A bit more common for text editors, where you need to represent a sequence of characters in a form that allows efficient memory use and fast insertions/removals (so editing the first line isn't moving the 10MB of data that follows it). You create a series of references to spans (or pieces) of the document, possibly starting with a single span pointing to a mmap() version. Edits are done by appending/prepending pieces, which are potentially just references to subsequences of items created in fresh memory, appended into a buffer. Saving can create a single sequence (and a single span).

This has interesting variations:

- Put attributes on the pieces for formatting, such as indicating text should be rendered a different color or bolded.

- Create a hierarchy of pieces-of-pieces.

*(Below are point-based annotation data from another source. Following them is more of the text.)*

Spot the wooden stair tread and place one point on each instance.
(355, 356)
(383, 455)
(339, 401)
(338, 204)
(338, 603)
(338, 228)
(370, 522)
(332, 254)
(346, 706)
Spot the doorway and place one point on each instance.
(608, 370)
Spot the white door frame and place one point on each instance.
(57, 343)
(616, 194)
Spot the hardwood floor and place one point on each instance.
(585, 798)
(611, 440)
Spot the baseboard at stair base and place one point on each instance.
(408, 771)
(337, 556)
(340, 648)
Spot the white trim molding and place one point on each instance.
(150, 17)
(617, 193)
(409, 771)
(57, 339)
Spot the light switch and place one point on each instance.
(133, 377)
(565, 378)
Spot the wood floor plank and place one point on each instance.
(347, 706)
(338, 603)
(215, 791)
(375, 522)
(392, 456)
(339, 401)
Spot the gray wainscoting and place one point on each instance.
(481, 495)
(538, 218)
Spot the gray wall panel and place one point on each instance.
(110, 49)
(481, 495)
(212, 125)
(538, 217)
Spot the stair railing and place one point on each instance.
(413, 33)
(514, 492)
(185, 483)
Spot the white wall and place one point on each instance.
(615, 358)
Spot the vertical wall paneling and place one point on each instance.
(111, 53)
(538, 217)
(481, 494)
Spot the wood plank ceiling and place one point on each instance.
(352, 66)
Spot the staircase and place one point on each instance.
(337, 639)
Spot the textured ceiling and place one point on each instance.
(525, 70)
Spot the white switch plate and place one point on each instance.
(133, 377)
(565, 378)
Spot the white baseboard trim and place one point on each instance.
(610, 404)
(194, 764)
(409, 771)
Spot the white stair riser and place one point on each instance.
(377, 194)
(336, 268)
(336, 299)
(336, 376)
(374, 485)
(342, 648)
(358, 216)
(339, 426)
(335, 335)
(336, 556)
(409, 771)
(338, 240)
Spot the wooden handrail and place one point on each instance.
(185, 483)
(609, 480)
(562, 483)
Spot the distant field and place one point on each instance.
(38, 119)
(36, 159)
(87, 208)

With formatting attributes you are then dangerously close to a DOM.

- Retain old copies of a piece table - since your original mmap() file hasn't changed and your changes are in an append-only buffer, those piece table copies provide undo/redo state.

skrebbel 2022-07-22 07:13 UTC link
Not a very deep CS-y one, but still one of my favourite data structures: Promise Maps.

It only works in languages where promises/futures/tasks are a first-class citizen. Eg JavaScript.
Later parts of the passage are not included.